Un acento gallego de la hostia. O de por ahí. Artillero de preferencia Octavio Pernas, repite el fulano. Luego les pregunta si tienen experiencia de mar, les mira la cara, y sin esperar respuesta, señalando a cada uno de los otros hombres (tres con pinta de marineros de toda la vida, un soldado con la casaca azul de los artilleros de tierra, un paje de pólvora de diez u once años y cuatro paisanos con pinta de campesinos asustados) explica lo de cada cual: yo apunto y disparo, este otro, que se llama Palau y también es artillero de mar, tiene la mecha; ese flaco mete los cartuchos de pólvora, el rubio mete la bala, el soldado ataca y prepara, el rapaciño va y viene de la santabárbara con las cargas de pólvora, estos cuatro catetos llevan aquí tres días y ya saben cómo limpiar y refrescar el ánima. Y en cuanto a vosotros, pringaos, en cada momento hacéis lo que se os mande, y sobre todo tiráis con toda vuestra alma de esos cabos, que aquí se llaman palanquines, ayudándonos a llevar el cañón para detrás y para adelante, ya sabéis, cargar y disparar, cargar y disparar, bum, bum, bum, hasta que todo se vaya al carajo. ¿Está claro? Otra cosa: cuando empiecen a darnos cera, no os inquietéis mucho al principio, ¿vale? Estas cuadernas dobles y tablones de roble encajan la de Dios; aquí abajo las tracas del forro son gruesas, y para que el barco se hunda tiene que recibir una cantidad enorme de cañonazos. En cuanto a lo de reventar el cañón, cosa que pasa a veces, y que a los novatos os acojona un huevo y la yema del otro, aquí no debéis preocuparos (ahora el artillero palmea con afecto el metal) porque éstos son de hierro gris fundido en La Cavada, fijaos, cañones muy nobles que en vez de irse a mamarla de pronto y matar a todo el que está cerca, te avisan poco a poco, agrietándose o escupiendo cachos… Y otra cosa: tendríamos que ser quince o así para servir la pieza, pero nos apañamos con lo que hay. Por cierto. Si alguno de nosotros palma, o mejor dicho, cuando alguno de nosotros palme, os aseguráis de que está muerto, lo tiráis al mar por la porta para que el escabeche no estorbe, cogéis sus chismes y hacéis lo mismo que él haya estado haciendo. O lo procuráis. Así que fijaos bien en todo. ¿Oído barra? Y recordad que al primero que intente escaquearse le arranco el hígado y me lo como.

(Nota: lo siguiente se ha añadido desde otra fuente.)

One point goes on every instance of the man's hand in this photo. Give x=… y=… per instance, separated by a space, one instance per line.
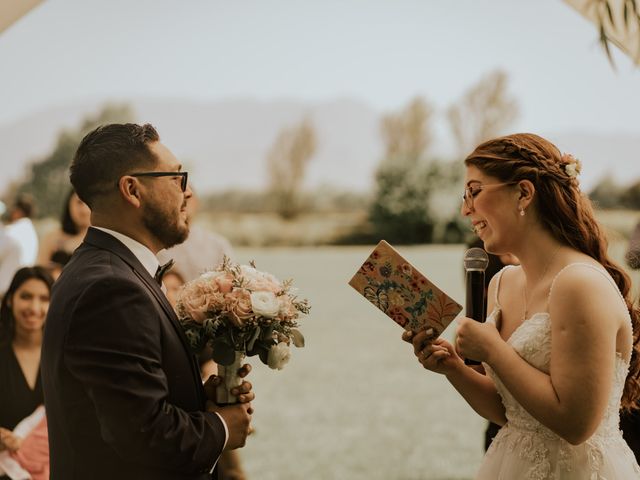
x=243 y=392
x=9 y=440
x=238 y=420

—El suyo —remacha— y el de la puta que lo parió.

Marrajo asiente distraído, sin impresionarse en absoluto (a diferencia de su compadre, que ha puesto ojos como platos) y mira sobre el cañón a través de la porta, hacia las velas inglesas que siguen acercándose empujadas por la brisa. Luego se vuelve a observar la batería, atento a lo suyo. Aunque todas las portas de estribor están abiertas, cada una con su pieza lista y trincada en batería, los hombres se agolpan en la banda de babor, que es por la que se acercan los ingleses. Agrupados con los sirvientes de cada pieza, cabos y artilleros cualificados repiten instrucciones semejantes a las que acaba de dar Pernas. El de Barbate observa que, desde el palo mayor a popa, la batería se encuentra bajo el mando del segundo jefe de ésta, un joven teniente de artillería de tierra que se pasea de pieza en pieza, revisándolo todo, y cada vez, antes de irse, dedica una sonrisa tímida a los sirvientes. Está muy pálido y crispa demasiado los dedos en torno a la empuñadura de su sable. Mala papeleta, piensa Marrajo. Se llama Sandino, comenta alguien. O algo así. Lo embarcaron con sesenta y dos artilleros de tierra hace dos semanas, para completar la dotación. Tiene veintidós años, el zagal. Dicen.

—Lo que fartaba, compare —murmura Curro Ortega—. Una criatura.

Marrajo encoge los hombros y no responde. Tiene su atención puesta más allá, hacia proa. Entre el bajunerío que se mueve en los rectángulos de luz de las portas, más allá de la base del palo mayor y los manubrios de las bombas de achique, distingue una silueta alta y flaca, vestida con casaca de paño azul oscuro con vueltas encarnadas y una charretera en cada hombro. Que se me caiga el cipote ahora mismo, se dice, si no es el teniente de fragata de mis entrañas, o sea, don Ricardo Maqua en persona. Jefe de la primera batería, o sea, ésta, de cabo a rabo. Y cuánto malegro. Entonces sonríe para sus adentros, feroz, mientras se palpa el cuchillo que lleva en la faja. Yo, piensa, tengo mi propia guerra.